Il ritiro delle truppe segna quindi ”una rottura” tra Stati Uniti e Germania, mentre ”per quanto riguarda Italia e Spagna, aspettiamo e vedremo”. In ogni caso, prosegue Stefanini, ”va sottolineato che una riduzione di effettivi è una cosa ben diversa dalla chiusura di basi”, di cui ”per il momento non si parla”. Di ”insoddisfazione”, Trump ha parlato anche rispetto a Italia e Spagna, ma ”è inutile fasciarci la testa fino a che l’annuncio non si sarà e non sappiamo l’entità”.

In ogni caso emerge che ”Trump dimostra di interpretare la presenza di truppe americane in Europa, in Paesi come la Germania, la Spagna e l’Italia, come un beneficio netto ai Paesi dove sono dispiegate” perché ”li proteggono”. E non ”come o anche come una difesa degli interessi americani in una posizione esterna”, analizza Stefanini. Ma ”se il messaggio politico diventa che la difesa rappresentata dalle truppe americane e dalle basi americane in Europa non è più una priorità per gli Stati Uniti, allora quello è preoccupante”. Si tratterebbe, aggiunge Stefanini, di ”una frattura all’interno dell’Alleanza atlantica” che va ”a tutto beneficio della Russia”. Perché ”più debole è l’Alleanza atlantica, più la Russia si sente imbaldanzita e quindi capace di tentare nuove avventure, oltre a quella già in corso con l’Ucraina”.
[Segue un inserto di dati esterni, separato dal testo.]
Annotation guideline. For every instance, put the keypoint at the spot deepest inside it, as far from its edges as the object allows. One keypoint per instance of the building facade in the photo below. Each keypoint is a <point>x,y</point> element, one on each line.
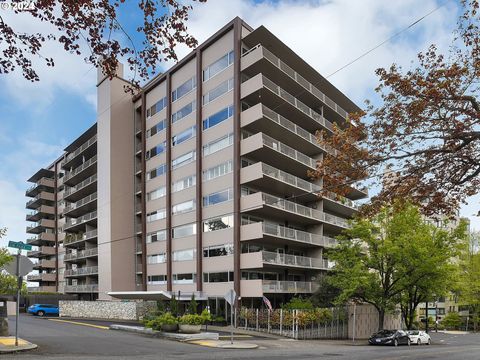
<point>202,179</point>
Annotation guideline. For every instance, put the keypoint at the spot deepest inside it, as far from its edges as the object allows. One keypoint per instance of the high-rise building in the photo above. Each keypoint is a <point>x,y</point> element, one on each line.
<point>199,183</point>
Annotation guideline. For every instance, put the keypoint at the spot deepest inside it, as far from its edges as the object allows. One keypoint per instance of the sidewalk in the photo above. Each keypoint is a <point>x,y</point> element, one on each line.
<point>7,345</point>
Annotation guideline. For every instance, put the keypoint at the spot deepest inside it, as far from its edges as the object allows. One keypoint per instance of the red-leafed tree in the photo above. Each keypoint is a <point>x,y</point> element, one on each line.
<point>96,24</point>
<point>427,128</point>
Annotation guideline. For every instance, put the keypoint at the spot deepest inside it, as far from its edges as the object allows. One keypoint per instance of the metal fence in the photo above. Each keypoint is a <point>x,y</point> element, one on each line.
<point>297,324</point>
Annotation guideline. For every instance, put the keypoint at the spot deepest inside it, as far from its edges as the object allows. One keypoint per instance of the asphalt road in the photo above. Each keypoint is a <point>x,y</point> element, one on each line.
<point>62,340</point>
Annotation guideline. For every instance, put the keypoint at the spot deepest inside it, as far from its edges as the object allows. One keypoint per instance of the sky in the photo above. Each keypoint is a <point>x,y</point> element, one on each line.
<point>37,120</point>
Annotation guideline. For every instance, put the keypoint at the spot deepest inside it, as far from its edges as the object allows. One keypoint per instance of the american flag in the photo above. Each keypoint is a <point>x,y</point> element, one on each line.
<point>267,303</point>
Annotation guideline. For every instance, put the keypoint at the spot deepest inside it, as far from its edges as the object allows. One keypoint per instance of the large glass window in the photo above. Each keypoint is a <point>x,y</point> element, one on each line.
<point>218,223</point>
<point>218,144</point>
<point>218,117</point>
<point>184,136</point>
<point>218,197</point>
<point>218,91</point>
<point>219,65</point>
<point>184,89</point>
<point>183,159</point>
<point>186,110</point>
<point>157,107</point>
<point>184,183</point>
<point>184,230</point>
<point>219,170</point>
<point>183,207</point>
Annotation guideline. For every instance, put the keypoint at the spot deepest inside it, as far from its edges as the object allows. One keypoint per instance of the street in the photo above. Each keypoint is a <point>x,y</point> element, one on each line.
<point>91,340</point>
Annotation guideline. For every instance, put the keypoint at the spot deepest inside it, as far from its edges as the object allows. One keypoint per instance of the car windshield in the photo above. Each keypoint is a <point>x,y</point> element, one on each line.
<point>386,333</point>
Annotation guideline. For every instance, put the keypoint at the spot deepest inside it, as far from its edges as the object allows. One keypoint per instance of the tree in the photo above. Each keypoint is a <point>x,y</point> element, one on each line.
<point>426,127</point>
<point>383,257</point>
<point>97,25</point>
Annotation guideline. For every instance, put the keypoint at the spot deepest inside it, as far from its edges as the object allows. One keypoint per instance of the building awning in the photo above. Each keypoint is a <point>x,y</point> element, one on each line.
<point>156,295</point>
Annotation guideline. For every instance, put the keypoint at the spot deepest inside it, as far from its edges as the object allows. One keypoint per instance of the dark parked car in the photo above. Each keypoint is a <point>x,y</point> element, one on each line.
<point>390,337</point>
<point>43,310</point>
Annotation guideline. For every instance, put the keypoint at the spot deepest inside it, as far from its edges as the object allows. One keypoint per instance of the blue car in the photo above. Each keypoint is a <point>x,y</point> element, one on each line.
<point>43,310</point>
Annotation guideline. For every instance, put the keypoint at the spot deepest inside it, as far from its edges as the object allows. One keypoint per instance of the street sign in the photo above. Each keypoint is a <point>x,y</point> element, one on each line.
<point>19,245</point>
<point>230,296</point>
<point>25,266</point>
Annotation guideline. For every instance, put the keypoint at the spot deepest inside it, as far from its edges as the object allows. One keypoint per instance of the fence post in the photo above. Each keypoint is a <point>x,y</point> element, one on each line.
<point>281,321</point>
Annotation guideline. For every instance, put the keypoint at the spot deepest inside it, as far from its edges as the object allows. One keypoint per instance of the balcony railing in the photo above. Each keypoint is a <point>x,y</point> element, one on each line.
<point>87,181</point>
<point>297,235</point>
<point>81,254</point>
<point>294,260</point>
<point>81,288</point>
<point>81,219</point>
<point>288,151</point>
<point>88,270</point>
<point>291,287</point>
<point>82,148</point>
<point>79,169</point>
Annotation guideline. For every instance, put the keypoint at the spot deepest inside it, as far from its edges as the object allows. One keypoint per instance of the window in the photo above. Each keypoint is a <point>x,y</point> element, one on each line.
<point>218,117</point>
<point>221,89</point>
<point>157,128</point>
<point>184,230</point>
<point>218,197</point>
<point>186,110</point>
<point>157,193</point>
<point>156,150</point>
<point>156,215</point>
<point>157,279</point>
<point>157,236</point>
<point>184,89</point>
<point>152,174</point>
<point>183,159</point>
<point>218,277</point>
<point>184,136</point>
<point>219,223</point>
<point>184,278</point>
<point>157,258</point>
<point>219,65</point>
<point>217,171</point>
<point>157,107</point>
<point>184,255</point>
<point>183,207</point>
<point>218,144</point>
<point>219,250</point>
<point>184,183</point>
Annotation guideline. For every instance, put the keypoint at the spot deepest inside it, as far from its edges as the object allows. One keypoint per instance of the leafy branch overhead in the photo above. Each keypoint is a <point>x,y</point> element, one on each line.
<point>426,129</point>
<point>95,23</point>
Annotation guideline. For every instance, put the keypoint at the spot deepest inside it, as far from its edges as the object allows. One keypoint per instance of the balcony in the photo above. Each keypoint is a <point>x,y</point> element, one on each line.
<point>87,288</point>
<point>83,271</point>
<point>81,190</point>
<point>274,234</point>
<point>259,59</point>
<point>82,206</point>
<point>288,287</point>
<point>80,222</point>
<point>44,238</point>
<point>80,255</point>
<point>41,185</point>
<point>41,226</point>
<point>267,178</point>
<point>76,240</point>
<point>274,97</point>
<point>262,147</point>
<point>86,150</point>
<point>80,173</point>
<point>43,198</point>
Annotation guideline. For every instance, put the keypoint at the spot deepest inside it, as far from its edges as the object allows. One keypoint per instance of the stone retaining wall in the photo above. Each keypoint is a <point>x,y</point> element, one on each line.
<point>105,309</point>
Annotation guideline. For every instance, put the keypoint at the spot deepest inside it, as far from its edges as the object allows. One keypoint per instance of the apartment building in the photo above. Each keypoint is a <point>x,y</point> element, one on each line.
<point>202,177</point>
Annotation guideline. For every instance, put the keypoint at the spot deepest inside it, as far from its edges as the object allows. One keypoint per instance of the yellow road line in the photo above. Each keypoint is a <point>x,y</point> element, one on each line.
<point>80,323</point>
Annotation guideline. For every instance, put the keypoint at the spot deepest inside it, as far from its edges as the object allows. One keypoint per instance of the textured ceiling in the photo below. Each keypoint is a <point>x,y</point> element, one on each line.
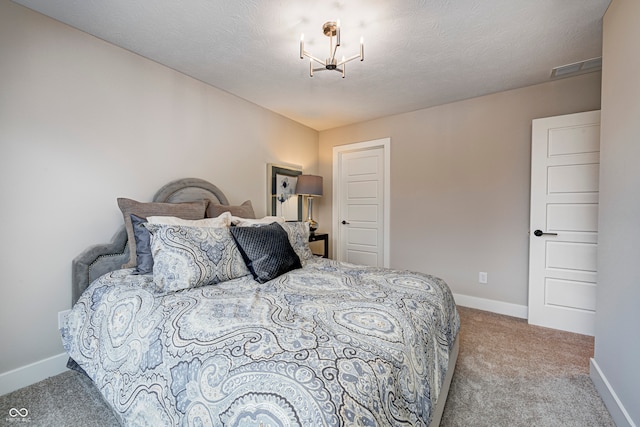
<point>418,53</point>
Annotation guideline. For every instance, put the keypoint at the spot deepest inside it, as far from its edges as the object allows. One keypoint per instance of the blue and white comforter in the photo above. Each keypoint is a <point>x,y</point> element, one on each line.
<point>331,344</point>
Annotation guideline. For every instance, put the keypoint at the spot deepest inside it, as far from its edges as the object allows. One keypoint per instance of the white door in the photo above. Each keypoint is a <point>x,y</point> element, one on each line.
<point>361,194</point>
<point>565,159</point>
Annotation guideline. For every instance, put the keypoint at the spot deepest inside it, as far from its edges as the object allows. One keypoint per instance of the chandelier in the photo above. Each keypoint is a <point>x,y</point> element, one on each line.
<point>331,29</point>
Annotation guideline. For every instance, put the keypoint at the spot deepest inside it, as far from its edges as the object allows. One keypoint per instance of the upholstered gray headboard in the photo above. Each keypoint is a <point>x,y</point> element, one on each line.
<point>101,259</point>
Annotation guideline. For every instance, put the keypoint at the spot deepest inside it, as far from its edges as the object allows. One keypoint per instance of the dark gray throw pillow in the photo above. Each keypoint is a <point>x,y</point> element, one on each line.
<point>266,250</point>
<point>143,245</point>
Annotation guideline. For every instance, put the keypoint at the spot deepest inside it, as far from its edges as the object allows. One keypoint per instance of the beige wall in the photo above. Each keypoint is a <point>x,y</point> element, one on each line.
<point>617,349</point>
<point>83,122</point>
<point>460,183</point>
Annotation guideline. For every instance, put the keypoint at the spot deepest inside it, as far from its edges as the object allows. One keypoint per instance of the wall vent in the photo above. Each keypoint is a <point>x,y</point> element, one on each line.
<point>582,67</point>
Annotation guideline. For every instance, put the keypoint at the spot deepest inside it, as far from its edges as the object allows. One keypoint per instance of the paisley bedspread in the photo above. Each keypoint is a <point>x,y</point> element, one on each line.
<point>331,344</point>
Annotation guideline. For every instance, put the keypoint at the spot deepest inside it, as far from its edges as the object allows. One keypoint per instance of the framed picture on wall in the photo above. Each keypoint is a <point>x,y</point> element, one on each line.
<point>281,186</point>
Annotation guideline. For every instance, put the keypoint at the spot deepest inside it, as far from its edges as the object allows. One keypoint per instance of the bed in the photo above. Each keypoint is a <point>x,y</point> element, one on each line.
<point>323,344</point>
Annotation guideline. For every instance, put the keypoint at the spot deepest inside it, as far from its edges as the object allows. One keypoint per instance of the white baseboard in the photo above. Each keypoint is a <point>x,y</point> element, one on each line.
<point>499,307</point>
<point>619,414</point>
<point>31,374</point>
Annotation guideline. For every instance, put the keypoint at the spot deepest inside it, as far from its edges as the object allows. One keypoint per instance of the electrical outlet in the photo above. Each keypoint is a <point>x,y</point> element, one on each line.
<point>62,315</point>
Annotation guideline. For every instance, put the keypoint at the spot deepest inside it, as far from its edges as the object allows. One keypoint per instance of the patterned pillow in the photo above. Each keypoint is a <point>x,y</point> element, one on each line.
<point>190,210</point>
<point>188,257</point>
<point>266,250</point>
<point>298,233</point>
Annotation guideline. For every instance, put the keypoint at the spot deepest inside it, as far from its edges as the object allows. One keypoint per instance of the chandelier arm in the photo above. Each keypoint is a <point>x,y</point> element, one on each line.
<point>308,55</point>
<point>344,61</point>
<point>334,49</point>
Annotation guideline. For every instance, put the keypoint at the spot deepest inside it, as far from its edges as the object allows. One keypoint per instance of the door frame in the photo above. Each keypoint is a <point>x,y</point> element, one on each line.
<point>338,150</point>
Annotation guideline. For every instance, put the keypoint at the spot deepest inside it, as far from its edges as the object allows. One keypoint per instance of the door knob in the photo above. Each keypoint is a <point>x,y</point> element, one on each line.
<point>541,233</point>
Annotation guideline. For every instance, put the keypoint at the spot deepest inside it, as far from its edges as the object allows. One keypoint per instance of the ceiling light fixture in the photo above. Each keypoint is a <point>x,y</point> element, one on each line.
<point>331,29</point>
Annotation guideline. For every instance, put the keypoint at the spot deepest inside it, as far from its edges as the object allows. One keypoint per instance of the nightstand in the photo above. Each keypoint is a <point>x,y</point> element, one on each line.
<point>325,238</point>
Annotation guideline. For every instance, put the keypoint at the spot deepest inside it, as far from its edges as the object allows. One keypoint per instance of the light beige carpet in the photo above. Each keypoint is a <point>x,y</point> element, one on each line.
<point>510,373</point>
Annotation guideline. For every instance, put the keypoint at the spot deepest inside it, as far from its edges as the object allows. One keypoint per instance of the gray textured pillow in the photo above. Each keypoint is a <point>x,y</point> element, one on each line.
<point>188,257</point>
<point>266,250</point>
<point>144,259</point>
<point>245,210</point>
<point>191,210</point>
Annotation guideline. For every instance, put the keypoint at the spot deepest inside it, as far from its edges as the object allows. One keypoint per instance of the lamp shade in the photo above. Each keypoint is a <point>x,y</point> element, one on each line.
<point>309,185</point>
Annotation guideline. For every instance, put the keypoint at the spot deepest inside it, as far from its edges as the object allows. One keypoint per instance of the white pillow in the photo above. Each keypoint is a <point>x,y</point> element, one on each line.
<point>247,222</point>
<point>224,220</point>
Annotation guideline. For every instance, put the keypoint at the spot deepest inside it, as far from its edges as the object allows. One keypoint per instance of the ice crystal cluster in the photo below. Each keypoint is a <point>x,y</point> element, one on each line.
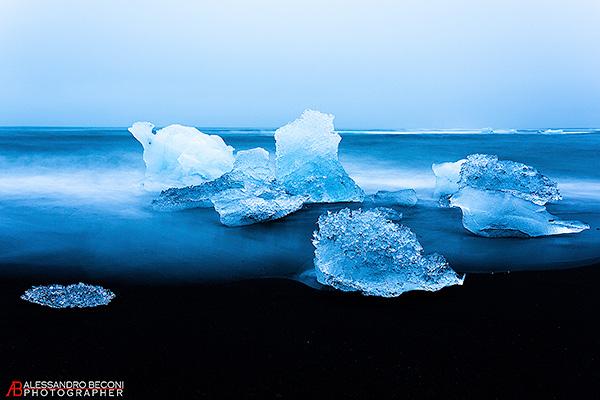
<point>71,296</point>
<point>365,251</point>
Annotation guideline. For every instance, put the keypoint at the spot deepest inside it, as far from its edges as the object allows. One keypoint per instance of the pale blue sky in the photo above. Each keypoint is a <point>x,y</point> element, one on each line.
<point>374,64</point>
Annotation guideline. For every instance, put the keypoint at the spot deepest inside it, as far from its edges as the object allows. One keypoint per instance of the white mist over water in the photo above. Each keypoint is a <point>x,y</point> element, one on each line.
<point>73,200</point>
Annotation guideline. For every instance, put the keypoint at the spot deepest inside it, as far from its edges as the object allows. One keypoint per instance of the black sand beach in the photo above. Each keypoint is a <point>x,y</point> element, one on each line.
<point>518,335</point>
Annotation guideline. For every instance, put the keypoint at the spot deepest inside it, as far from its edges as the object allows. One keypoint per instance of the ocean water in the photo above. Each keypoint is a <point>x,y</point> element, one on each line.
<point>71,204</point>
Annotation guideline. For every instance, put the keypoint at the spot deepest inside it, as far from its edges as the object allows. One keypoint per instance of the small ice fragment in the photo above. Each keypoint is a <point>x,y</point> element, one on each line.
<point>59,296</point>
<point>238,207</point>
<point>364,251</point>
<point>307,160</point>
<point>447,176</point>
<point>405,197</point>
<point>493,213</point>
<point>178,156</point>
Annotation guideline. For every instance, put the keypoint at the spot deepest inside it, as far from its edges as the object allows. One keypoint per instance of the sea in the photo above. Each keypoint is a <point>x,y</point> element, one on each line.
<point>72,204</point>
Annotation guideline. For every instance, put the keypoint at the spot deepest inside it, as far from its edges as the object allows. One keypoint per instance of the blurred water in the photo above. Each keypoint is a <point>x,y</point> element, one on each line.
<point>70,198</point>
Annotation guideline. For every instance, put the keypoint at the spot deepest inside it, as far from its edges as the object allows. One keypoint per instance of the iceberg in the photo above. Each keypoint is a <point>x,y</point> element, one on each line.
<point>364,251</point>
<point>179,156</point>
<point>307,160</point>
<point>493,213</point>
<point>59,296</point>
<point>246,195</point>
<point>447,176</point>
<point>501,198</point>
<point>486,172</point>
<point>405,197</point>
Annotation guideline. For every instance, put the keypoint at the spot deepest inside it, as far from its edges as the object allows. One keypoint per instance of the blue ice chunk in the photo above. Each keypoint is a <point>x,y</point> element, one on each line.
<point>501,198</point>
<point>486,172</point>
<point>307,160</point>
<point>364,251</point>
<point>405,197</point>
<point>246,195</point>
<point>493,213</point>
<point>179,156</point>
<point>59,296</point>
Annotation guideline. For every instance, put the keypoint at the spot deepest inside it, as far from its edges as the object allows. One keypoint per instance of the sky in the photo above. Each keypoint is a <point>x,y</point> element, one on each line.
<point>260,63</point>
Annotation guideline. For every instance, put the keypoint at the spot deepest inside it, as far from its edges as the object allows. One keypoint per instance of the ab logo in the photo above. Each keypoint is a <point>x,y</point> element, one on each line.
<point>15,389</point>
Ma, sottolinea Stefanini, ”per il momento siamo a livello di segnali politici e geopolitici, non di cambiamenti nell’equazione, nel rapporto di forze fra Russia e Nato” perché ”non sono cinquemila uomini che fanno la differenza. E non ne farebbero altri cinquemila ritirati dall’Italia e dalla Spagna”. Sulle conseguenze che avranno le decisioni di Trump, Stefanini spiega che ”da un punto di vista strategico e militare sono minime” e rimanda ”a metà luglio, c’è un vertice Nato. Vedremo”.